Looping through Non-Numbers

iteration
Author

Nick J. Lyon

Published

September 1, 2022

Abstract
How to write for loops when your sequence doesn’t contain numeric values.

for loops in R are a great way of repeating the same workflow iteratively rather than manually copy/pasting a given workflow for each case. for loops are so named because their syntax asks you for which groups you want to repeat the given workflow. The fundamental syntax is as follows:

Syntax
for(single_group in all_groups){
  ...workflow with each "single_group"...
}

It is common to learn for loops by giving numbers to the for function and then conducting some sort of algebraic modification in the curly braces ({...}) after the for. For instance, we could square every number between 1 and 5 using a for loop.

Example
for(j in 1:5){
  # Square "j"
  result <- j^2
  # Print the result in each loop
  print(result)
}
[1] 1
[1] 4
[1] 9
[1] 16
[1] 25

In each iteration of the loop above (i.e., for each value between 1 and 5), j becomes the next number in the provided sequence and squares it. At the end of the loop, your environment will have a value called j that is equal to 5 and an object called result that is equal to 25. This is because for loops only retain the final value of whatever passes through them. There are ways of adding each loop’s product to a single object so your output contains the results of all iterations of the loop but we will leave that for another time.

While using numbers as the inputs for a for loop is great, many R users don’t realize that you can also use characters! This can be really useful if you have, for example, a dataset with many groups and you want to fit a linear regression for each level in your group column separately.
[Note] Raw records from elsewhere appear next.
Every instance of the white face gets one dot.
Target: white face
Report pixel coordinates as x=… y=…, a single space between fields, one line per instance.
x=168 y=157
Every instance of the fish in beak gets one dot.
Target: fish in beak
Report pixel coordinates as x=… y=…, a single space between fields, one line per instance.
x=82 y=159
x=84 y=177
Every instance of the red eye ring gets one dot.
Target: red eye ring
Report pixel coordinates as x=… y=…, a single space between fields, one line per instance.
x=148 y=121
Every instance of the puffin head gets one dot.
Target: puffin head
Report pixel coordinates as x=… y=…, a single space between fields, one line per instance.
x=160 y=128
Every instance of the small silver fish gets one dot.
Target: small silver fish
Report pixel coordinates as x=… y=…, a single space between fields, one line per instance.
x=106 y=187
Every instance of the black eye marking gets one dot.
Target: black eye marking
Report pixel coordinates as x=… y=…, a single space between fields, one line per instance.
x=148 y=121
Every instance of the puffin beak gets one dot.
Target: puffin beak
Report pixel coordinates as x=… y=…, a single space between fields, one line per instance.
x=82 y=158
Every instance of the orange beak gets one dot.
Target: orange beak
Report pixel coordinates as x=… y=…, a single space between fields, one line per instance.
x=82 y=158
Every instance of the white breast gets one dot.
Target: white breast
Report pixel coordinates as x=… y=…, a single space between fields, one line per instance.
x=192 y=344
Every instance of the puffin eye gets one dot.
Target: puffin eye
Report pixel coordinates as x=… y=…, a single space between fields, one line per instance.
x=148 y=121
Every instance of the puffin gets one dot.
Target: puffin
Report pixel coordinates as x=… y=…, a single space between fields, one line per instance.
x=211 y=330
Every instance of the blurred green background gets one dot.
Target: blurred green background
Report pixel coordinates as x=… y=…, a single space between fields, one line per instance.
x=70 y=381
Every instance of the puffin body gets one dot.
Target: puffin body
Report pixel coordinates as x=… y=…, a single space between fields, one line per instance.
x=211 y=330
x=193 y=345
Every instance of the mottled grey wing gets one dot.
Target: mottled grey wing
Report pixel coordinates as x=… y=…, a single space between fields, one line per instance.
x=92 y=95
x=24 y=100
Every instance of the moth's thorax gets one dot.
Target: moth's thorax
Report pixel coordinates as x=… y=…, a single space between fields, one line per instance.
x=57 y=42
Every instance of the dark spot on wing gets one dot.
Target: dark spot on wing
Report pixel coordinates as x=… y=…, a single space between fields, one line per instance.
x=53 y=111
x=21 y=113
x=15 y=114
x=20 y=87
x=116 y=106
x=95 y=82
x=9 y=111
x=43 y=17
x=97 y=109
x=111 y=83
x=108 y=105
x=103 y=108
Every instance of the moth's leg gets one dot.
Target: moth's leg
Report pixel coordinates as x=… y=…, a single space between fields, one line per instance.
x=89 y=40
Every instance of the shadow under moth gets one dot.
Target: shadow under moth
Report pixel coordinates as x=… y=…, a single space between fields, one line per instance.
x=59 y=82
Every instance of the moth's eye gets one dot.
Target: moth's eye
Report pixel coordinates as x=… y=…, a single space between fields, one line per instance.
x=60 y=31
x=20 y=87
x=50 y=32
To demonstrate this, we’ll use the penguins dataset included in the palmerpenguins R package.

The penguins dataset contains individual-level data on three penguin species (run ?penguins for more specific detail). Let’s say that we want to run compare the bill length between male and female penguins for each species. For simplicity’s sake, we’ll use a Student’s t-Test and extract only the p value.

Example
# Load the package
library(palmerpenguins)

# For each species in the dataframe
for(sp in unique(penguins$species)){
  
  # Subset the data to the selected species and drop NAs in `sex`
  data_sub <- subset(penguins, species == sp & !is.na(sex))
  
  # Now fit the t-test
  stats <- t.test(data_sub$bill_length_mm ~ data_sub$sex)
  
  # And print the p-value!
  message("For species ", sp, " the p value is ", stats$p.value)
}
For species Adelie the p value is 4.80108238442492e-15
For species Gentoo the p value is 1.31503894530191e-14
For species Chinstrap the p value is 8.91840858173204e-10

This can also be used to loop through the column names of a single dataframe or elements of a list! Supplying characters to a for loop can make the mental gymnastics of picturing your loop much simpler so definitely try this in your code!